Le défendeur ne comparait pas ; la décision est en premier ressort, l’ordonnance de référé rendue sera réputée contradictoire.
EXPOSÉ DU LITIGE :
Par acte sous seing privé en date du 4 octobre 2021, Monsieur [V] [L] et Madame [P] [K], épouse [V] ont donné à bail, par l’intermédiaire de Quietis Gestion, à Monsieur [C] [M] un logement situé [Adresse 9]. A titre d’accessoire, une place de parking (n°5- Lot 145) est également louée.
Par acte de commissaire de justice du 13 décembre 2022, Monsieur [V] [L] et Madame [P] [K], épouse [V] ont fait délivrer à Monsieur [C] [M] un commandement de payer la somme de 1747,49 euros au titre de l’arriéré locatif, aux fins de mise en œuvre de la clause contractuelle de résiliation de plein droit du bail. Un nouveau commandement de payer la somme de 1033,84 euros a été délivré à Monsieur [C] [M], par acte de commissaire de justice, le 13 juin 2023.
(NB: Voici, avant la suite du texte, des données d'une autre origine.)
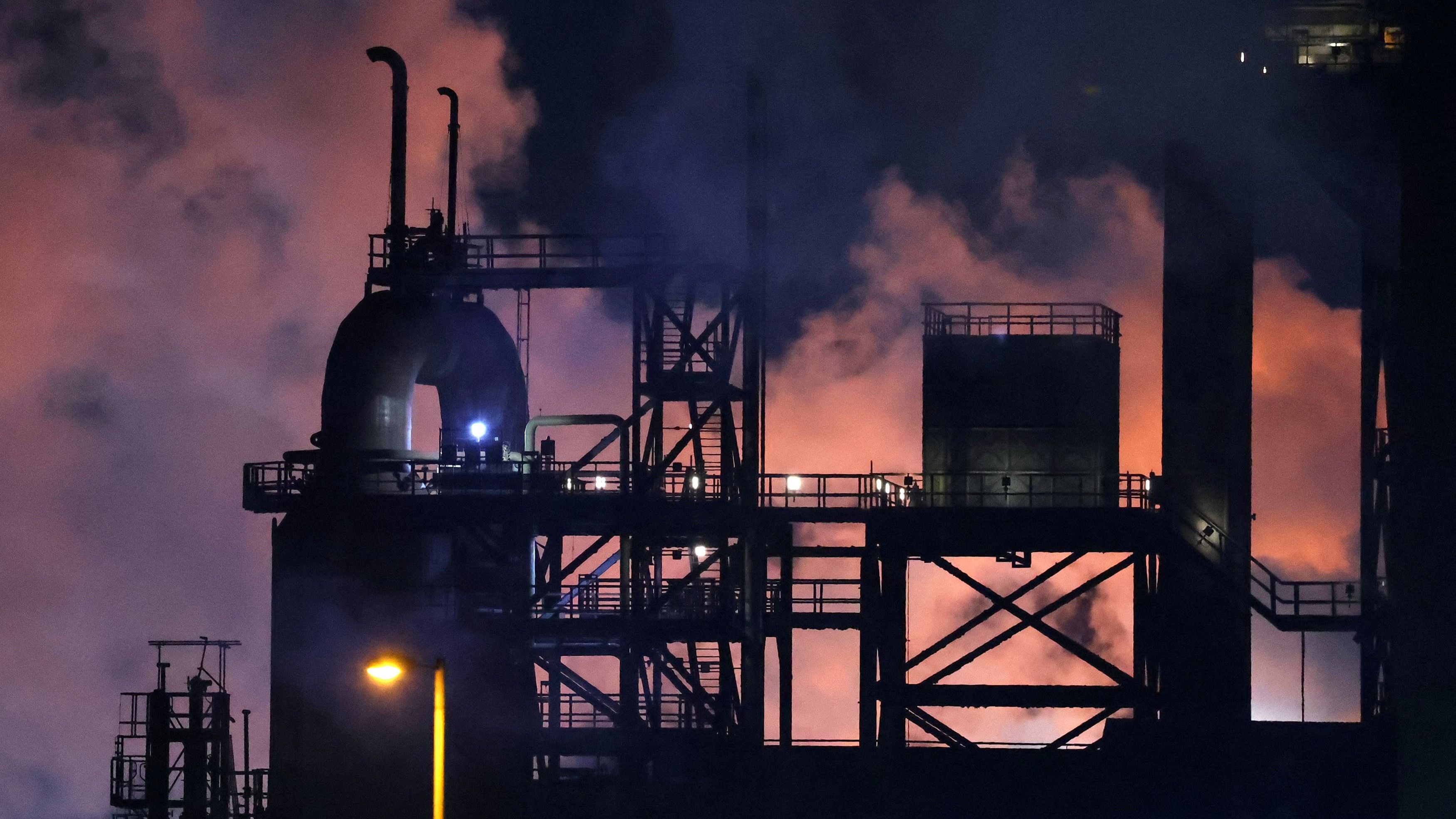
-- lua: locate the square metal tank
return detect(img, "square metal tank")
[922,302,1121,506]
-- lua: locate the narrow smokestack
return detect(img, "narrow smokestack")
[440,87,460,236]
[364,45,409,237]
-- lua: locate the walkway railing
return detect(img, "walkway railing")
[243,458,1152,509]
[369,230,666,272]
[923,301,1123,345]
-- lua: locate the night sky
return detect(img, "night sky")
[0,0,1363,819]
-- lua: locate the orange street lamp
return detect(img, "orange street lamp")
[364,658,446,819]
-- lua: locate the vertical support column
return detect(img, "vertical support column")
[182,676,208,819]
[1133,551,1159,720]
[617,534,639,727]
[875,537,906,748]
[740,525,769,748]
[207,689,235,818]
[1359,225,1399,722]
[775,547,794,746]
[740,73,769,746]
[143,686,172,819]
[859,541,881,748]
[1386,10,1456,819]
[1158,139,1254,723]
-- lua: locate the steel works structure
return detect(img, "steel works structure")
[221,21,1439,818]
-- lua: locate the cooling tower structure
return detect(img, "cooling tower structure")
[230,40,1421,819]
[922,304,1121,506]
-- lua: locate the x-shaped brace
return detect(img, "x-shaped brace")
[925,554,1136,687]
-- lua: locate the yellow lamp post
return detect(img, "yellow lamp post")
[364,658,446,819]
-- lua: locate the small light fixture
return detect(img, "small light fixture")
[364,659,405,685]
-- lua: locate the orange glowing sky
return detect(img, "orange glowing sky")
[0,0,1359,816]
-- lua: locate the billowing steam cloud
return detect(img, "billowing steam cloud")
[0,0,1357,819]
[0,0,535,819]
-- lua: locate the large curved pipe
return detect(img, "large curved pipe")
[364,45,409,235]
[440,87,460,236]
[319,291,527,457]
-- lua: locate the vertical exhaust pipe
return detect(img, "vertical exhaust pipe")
[440,87,460,236]
[364,45,409,243]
Par acte de commissaire de justice du 13 septembre 2023, Monsieur [V] [L] et Madame [P] [K], épouse [V] ont assigné Monsieur [C] [M] devant le juge du contentieux de la protection statuant en matière de référé auprès du tribunal judiciaire de Bordeaux à l’audience du 24 novembre 2023 aux fins de voir :
« Déclarer Monsieur [V] [L] et Madame [P] [K], épouse [V] recevables et bien fondés en leur demande ;
« Constater l’acquisition de la clause résolutoire au bénéfice de Monsieur [V] [L] et Madame [P] [K], épouse [V] relative au contrat de bail portant sur un logement situé [Adresse 8], et une place de parking (n°5- Lot 145), [Adresse 11], loué à Monsieur [C] [M] ;
« Ordonner l’expulsion de Monsieur [C] [M] des lieux loués, ainsi que celle de tous occupants de son chef, avec si nécessaire l’assistance de la force publique et d’un serrurier à défaut de départ volontaire ;
« Juger qu’en ce qui concerne les meubles, il sera procédé selon les dispositions des articles L. 433-1 et L. 433-2 du code des procédures civiles d’exécution ;
« Condamner Monsieur [C] [M] au paiement de la somme provisionnelle de 1570,23 euros correspondant aux loyers et charges impayés, dus à la date du 14 août 2023 avec intérêts au taux légal à compter du 13 décembre 2022, date du premier commandement de payer ;
« Condamner Monsieur [C] [M] au paiement d’une indemnité d’occupation mensuelle fixée au montant du loyer et des charges locatives, jusqu’à la libération effective des lieux ;
« Condamner Monsieur [C] [M] à payer une somme de 1500 euros en application des dispositions de l’article 700 du code de procédure civile ;
« Condamner Monsieur [C] [M] aux dépens, en ce compris les frais des commandements de payer des 13 décembre 2022 et 13 juin 2023.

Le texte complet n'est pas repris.